Finance Minister Michael Noonan
Finance Minister Michael Noonan
Mark Fielding
Ian Talbot
AJ Noonan SFA chairman
Frank Gleeson Chairman of Retail Ireland
Fergal O'Brien.
Colm Kelpie

Colm Kelpie

THE GOVERNMENT is in preliminary talks with France's development bank to secure an extra source of potential cheap credit for Irish SMEs.

The news comes as the Department of Finance unveiled details of the new state-backed Strategic Banking Corporation of Ireland (SBCI) which will lend to small and medium businesses under favourable terms.

More than half-a-billion euro will be initially available with lending expected to start by the end of the year.

Under the scheme, existing main street banks will borrow from the SBCI and lend to SMEs. The banks will assess the risk of lending and will continue to hold that risk. But the lenders must demonstrate that the lower cost of sourcing the funds is passed on to SMEs.


This is needed in order to avoid a breach of European state-aid rules.

SBCI will have a lower cost of funding, providing a potentially cheaper option for businesses to access financing.

Money will initially come from German development bank KfW, the Ireland Strategic Investment Fund (ISIF) and the European Investment Bank (EIB).

But preliminary discussions are also under way with Banque publique d'investissement to secure more funding.
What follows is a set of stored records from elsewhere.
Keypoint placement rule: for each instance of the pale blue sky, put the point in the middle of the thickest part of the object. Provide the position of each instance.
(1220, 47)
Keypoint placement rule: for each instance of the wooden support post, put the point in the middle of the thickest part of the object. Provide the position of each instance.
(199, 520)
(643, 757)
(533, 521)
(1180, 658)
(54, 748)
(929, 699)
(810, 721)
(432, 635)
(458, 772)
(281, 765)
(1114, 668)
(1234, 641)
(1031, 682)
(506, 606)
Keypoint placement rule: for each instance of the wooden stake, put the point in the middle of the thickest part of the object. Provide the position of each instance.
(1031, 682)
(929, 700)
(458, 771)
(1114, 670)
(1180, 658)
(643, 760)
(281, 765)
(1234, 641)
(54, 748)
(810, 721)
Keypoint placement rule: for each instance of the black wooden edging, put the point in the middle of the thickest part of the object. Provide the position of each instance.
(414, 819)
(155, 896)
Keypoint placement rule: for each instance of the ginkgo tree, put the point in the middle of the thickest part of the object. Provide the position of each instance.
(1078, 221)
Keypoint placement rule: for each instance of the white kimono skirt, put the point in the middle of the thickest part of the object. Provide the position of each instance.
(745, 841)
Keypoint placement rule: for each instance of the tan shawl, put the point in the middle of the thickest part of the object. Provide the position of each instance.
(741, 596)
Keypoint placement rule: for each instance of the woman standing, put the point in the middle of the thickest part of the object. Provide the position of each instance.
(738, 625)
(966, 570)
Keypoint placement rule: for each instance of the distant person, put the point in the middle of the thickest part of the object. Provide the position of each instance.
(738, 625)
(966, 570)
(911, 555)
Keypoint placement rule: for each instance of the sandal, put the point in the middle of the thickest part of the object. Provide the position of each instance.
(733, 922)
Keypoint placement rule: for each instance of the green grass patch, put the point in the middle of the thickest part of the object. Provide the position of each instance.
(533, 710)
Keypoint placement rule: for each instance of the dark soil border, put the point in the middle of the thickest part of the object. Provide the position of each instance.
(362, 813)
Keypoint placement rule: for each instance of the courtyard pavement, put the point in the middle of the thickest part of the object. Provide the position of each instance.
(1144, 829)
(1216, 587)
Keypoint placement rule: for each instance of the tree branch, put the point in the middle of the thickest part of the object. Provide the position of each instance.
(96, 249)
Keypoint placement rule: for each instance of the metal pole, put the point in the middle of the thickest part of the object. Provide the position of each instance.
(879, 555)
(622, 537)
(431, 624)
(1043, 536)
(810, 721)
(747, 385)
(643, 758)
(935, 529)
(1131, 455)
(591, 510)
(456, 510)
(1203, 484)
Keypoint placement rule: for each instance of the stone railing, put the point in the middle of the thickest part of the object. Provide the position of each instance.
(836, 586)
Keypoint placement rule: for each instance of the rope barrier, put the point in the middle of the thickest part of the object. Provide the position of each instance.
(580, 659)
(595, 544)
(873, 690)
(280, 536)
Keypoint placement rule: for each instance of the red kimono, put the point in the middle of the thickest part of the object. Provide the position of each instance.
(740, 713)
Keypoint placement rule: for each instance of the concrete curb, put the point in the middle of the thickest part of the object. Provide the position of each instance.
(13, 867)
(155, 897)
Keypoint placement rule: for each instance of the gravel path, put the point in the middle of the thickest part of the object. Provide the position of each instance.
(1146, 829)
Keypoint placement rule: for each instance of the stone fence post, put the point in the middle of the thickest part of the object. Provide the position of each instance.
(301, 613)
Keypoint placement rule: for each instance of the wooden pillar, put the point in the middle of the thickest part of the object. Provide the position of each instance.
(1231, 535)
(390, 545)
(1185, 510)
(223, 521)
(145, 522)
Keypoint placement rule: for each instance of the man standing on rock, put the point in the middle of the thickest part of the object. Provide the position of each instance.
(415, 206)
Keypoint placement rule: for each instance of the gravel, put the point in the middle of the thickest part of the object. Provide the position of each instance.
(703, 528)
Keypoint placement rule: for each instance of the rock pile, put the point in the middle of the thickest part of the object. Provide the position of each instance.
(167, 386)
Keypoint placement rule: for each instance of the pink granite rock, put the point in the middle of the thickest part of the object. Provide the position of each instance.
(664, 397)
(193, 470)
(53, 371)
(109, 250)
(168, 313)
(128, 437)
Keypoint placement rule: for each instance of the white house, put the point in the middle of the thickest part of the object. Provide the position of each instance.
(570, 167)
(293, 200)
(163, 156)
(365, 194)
There are also plans to engage with development banks in other member states.

Finance Minister Michael Noonan said firms will be able to access loans of greater duration, with enhanced terms and potentially at a lower cost.

"This will promote greater competition in the SME lending sector, will drive economic growth and job creation in this key sector of our economy," Mr Noonan said.
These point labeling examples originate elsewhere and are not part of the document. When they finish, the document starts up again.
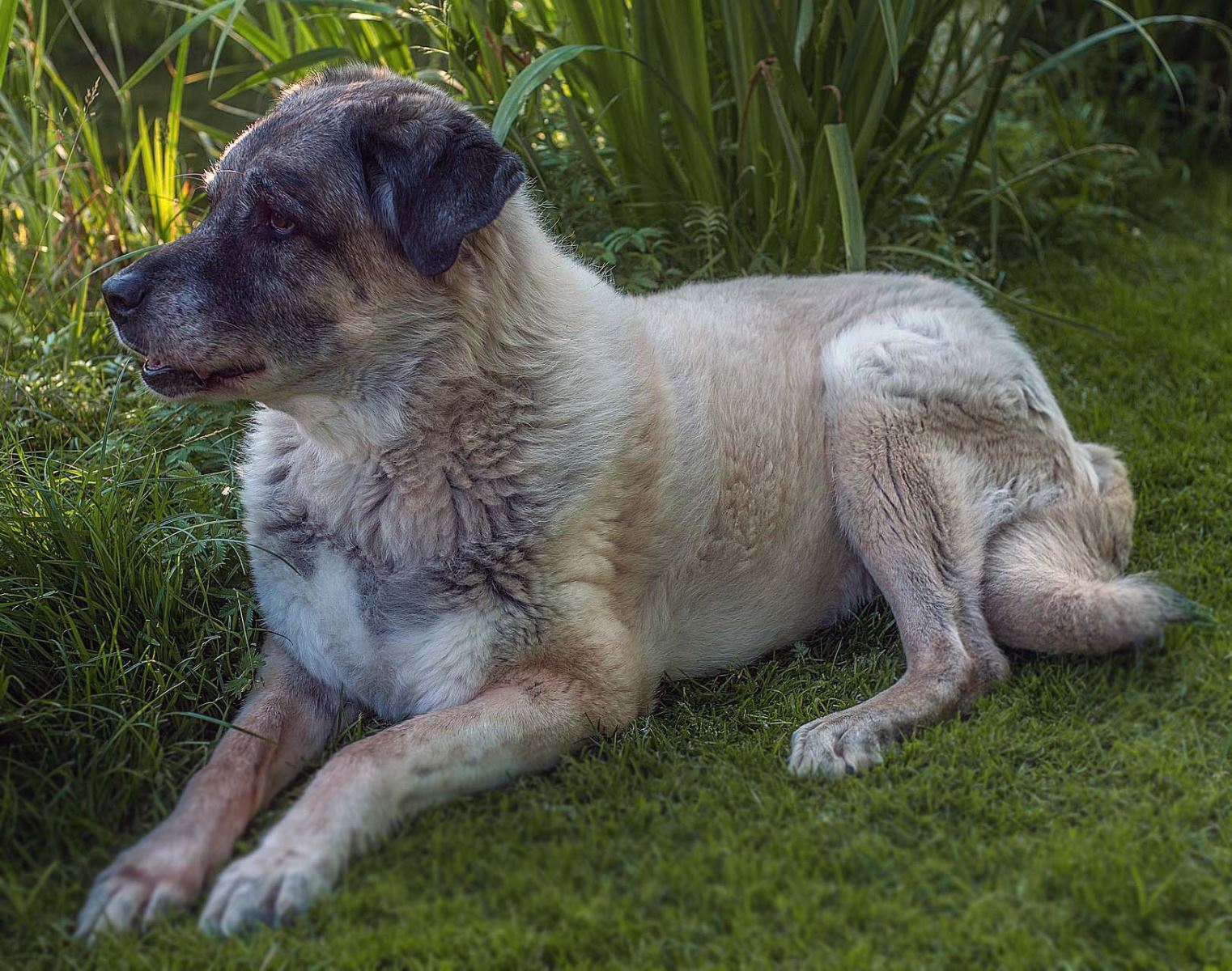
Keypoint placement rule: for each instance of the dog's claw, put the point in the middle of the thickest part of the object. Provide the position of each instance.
(123, 898)
(835, 747)
(269, 886)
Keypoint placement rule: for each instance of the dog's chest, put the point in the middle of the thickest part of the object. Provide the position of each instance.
(361, 577)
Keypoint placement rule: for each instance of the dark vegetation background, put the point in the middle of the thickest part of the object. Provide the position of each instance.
(1067, 158)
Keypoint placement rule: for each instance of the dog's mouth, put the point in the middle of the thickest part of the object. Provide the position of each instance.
(177, 382)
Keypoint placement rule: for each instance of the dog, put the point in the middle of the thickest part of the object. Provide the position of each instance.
(495, 502)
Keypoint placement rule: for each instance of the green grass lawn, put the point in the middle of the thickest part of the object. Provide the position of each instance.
(1076, 818)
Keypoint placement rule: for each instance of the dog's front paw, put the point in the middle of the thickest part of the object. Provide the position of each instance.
(268, 886)
(835, 746)
(163, 871)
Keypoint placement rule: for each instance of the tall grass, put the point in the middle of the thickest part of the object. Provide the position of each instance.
(694, 137)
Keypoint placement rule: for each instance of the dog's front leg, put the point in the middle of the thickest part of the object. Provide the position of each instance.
(520, 725)
(285, 723)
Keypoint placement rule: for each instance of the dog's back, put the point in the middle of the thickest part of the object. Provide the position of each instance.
(752, 363)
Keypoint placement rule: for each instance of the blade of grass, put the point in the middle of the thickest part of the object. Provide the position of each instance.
(849, 195)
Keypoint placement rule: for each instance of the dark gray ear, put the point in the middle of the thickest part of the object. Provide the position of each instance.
(434, 181)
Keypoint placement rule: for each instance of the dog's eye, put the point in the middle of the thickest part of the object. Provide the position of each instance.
(281, 224)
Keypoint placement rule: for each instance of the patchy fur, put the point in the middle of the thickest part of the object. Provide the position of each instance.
(497, 502)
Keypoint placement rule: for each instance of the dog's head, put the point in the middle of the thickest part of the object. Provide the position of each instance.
(350, 198)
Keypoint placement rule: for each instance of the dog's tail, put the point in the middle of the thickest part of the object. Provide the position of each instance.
(1054, 578)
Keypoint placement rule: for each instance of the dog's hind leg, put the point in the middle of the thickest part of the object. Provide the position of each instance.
(911, 507)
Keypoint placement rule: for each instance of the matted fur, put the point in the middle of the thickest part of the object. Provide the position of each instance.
(497, 506)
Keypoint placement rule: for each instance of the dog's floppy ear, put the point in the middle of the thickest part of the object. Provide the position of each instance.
(434, 181)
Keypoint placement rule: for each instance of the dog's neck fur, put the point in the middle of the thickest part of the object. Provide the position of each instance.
(531, 324)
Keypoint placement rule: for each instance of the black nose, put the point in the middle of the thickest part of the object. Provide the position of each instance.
(125, 292)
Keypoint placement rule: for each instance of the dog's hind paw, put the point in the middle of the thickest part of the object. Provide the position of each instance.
(265, 888)
(835, 746)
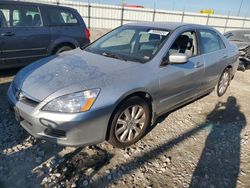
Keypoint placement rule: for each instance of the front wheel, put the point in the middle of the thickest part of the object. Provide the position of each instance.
(223, 83)
(129, 122)
(63, 49)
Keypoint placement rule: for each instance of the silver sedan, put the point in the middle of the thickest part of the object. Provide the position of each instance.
(115, 88)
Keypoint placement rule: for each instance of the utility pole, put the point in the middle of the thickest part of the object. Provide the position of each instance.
(240, 8)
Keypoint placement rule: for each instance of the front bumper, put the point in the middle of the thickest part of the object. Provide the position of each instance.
(65, 129)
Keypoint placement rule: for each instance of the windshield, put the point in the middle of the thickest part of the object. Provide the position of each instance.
(131, 43)
(241, 36)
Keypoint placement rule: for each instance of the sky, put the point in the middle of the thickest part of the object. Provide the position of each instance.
(224, 7)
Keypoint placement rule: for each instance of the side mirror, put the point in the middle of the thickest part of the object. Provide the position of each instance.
(178, 58)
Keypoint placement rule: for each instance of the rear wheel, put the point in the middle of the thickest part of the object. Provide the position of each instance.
(129, 123)
(223, 83)
(63, 49)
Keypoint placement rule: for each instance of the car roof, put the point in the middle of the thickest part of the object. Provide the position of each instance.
(12, 2)
(167, 25)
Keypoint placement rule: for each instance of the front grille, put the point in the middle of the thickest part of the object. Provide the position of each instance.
(23, 97)
(55, 132)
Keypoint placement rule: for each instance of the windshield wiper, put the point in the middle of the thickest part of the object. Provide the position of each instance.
(113, 56)
(237, 40)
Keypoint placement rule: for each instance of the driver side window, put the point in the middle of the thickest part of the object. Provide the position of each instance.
(185, 44)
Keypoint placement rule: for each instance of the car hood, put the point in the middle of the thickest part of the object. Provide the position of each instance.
(69, 72)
EIB said it expects the new company will make a "valuable contribution" to improving access to finance for small businesses.

It is expected that the ISIF will contribute about 30pc of the funds, along with €10m of equity capital.

The amount of money to be put in from KfW and EIB has yet to be finalised, but EIB normally finances between 30pc and 50pc of a project.

The announcement of KfW's involvement was made in the Dail last November by Taoiseach Enda Kenny.

Mr Kenny yesterday welcomed the SBCI's establishment and said it was a result of the agreement reached between himself and German Chancellor Angela Merkel last year.

"Using funds from the German promotional bank KfW, the European Investment Bank and the Irish Strategic Investment Fund, the first phase will make over €500m available for small Irish business," the Taoiseach said.

The Verdict:

* Mark Fielding, chief executive, Irish Small and Medium Enterprises Association: "While we welcome this long-awaited initiative, the fear among credit-squeezed SMEs is that the bailed-out banks will revert to form and divert these loan funds to "safer" large businesses."

* Chambers Ireland chief executive Ian Talbot: "The vague timeline is disappointing. There is an urgent need for this to be put in place and we are calling for a deadline of September 2014 to be set."

* IBEC economist Fergal O'Brien: "The economy is recovering and businesses are more confident about investing, but many challenges remain. The new bank can help make a real difference and, if properly structured, we would expect to see considerable interest from the business community. A €500m fund looks like a good start, but it may need to be increased as demand for investment finance recovers."

* Small Firms Association chairman AJ Noonan: "Finance remains an acute problem and while this is a step in the right direction, it does not go far enough. €500m is a tiny fraction of the current €27bn business banking market."

* Retail Ireland chairman Frank Gleeson: "The current banking market is failing companies – lending criteria is too restrictive and interest rates are too high. The new state-backed bank should help address this problem. It is not a solution, but it is a very positive development."